Few sports can match boxing for jealousy, backstabbing and general loathsomeness, so not everyone shares Robles’ concern. In fact Garcia’s critics are having a field day, saying the fighter, once known for his hard work and ring IQ, has become lazy and dumb, has no footwork and even less defense.
Now he’s also been linked to mental health and substance-abuse problems, which can be damning in boxing. And when he begins his comeback next year he’ll almost certainly have to step up in weight to compete as a welterweight, a hugely competitive division.
But Garcia, unlike most current boxers, understands the game.

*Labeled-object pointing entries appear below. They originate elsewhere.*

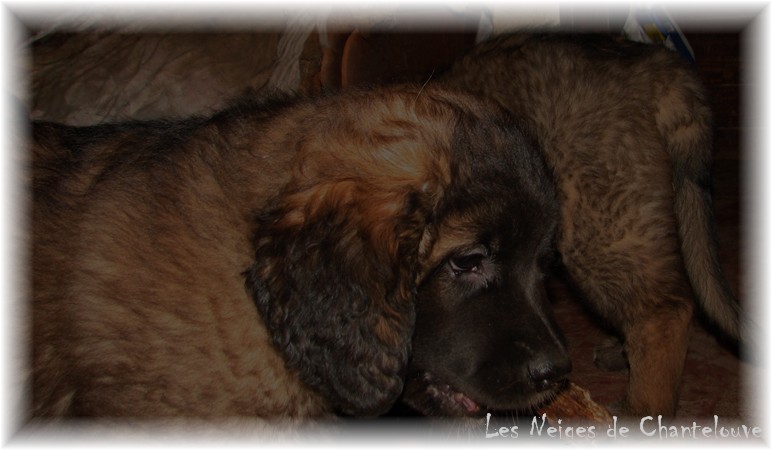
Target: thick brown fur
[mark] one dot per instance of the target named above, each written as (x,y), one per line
(264,261)
(626,130)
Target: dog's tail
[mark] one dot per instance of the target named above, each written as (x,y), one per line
(684,120)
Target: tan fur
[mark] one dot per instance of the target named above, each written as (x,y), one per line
(141,241)
(626,131)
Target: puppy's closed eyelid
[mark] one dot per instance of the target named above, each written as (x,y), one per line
(466,263)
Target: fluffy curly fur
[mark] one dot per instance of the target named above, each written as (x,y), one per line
(626,130)
(261,262)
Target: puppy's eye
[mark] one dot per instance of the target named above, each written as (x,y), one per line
(466,263)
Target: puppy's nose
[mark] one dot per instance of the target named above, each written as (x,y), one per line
(546,371)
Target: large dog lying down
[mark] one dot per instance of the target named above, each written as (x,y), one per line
(267,261)
(625,128)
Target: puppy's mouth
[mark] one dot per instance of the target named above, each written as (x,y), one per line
(431,396)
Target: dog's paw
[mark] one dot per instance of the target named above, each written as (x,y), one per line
(610,356)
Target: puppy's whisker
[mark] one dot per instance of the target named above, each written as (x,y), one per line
(431,75)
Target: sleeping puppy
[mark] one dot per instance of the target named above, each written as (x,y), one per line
(267,261)
(626,131)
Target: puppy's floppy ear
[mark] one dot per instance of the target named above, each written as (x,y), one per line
(334,279)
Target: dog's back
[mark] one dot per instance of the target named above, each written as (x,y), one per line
(627,131)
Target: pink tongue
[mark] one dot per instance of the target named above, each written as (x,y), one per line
(467,402)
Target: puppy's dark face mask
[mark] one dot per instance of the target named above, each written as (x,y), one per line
(485,339)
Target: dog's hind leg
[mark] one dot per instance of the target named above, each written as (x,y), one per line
(656,347)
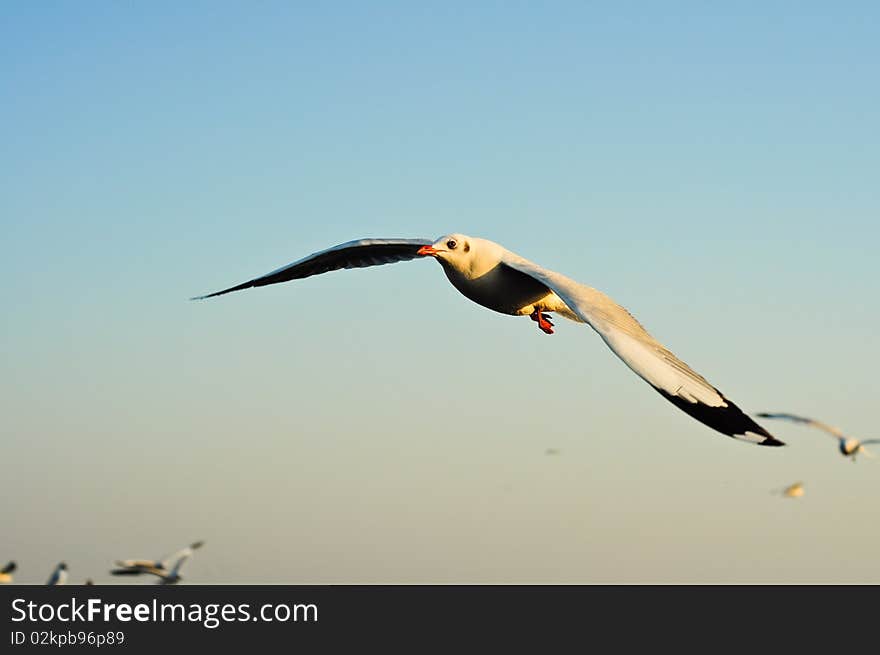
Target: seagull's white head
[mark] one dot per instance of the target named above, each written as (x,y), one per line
(469,256)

He’s been mentored by Floyd Mayweather and long admired Muhammad Ali, two master showmen who taught him fights need attention to draw sponsors and sell pay-per-view subscriptions. And nothing draws attention like controversy, which Garcia can fan through social media accounts that have more than 15 million followers combined.
If Garcia was once boxing’s fair-haired boy, a fighter who, like De La Hoya, rose from humble beginnings to the top of his sport through dedication and hard work, this year’s series of controversies have stamped him as something else.
“I’m the heel,” he said, borrowing a wrestling term used to define villains. “ … People started kind of relating to me. You know how people love the anti-hero? He’s a bad dude, but damn, I kind of like this guy?
“I think I could turn it on for the fight, for the promotion. But as far as my daily life, I definitely need to tone it down.”
That appears to be Garcia’s road to redemption. Play the bad guy in the boxing ring while struggling, surviving and sacrificing to become the good guy outside it. Make millions by enticing people to root against his anti-hero while writing a comeback story that ends heroically.
Sounds complicated. But Gómez says it would be a bad idea to bet against him.
“He’s just scratched the surface,” Gómez said. “I really feel that he could be the biggest thing in boxing. He just needs to focus on his craft a little bit more.
“He’s got the talent, he’s got the looks. He’s very personable. If he focuses, the sky’s the limit.”
Times researcher Scott Wilson contributed to this article.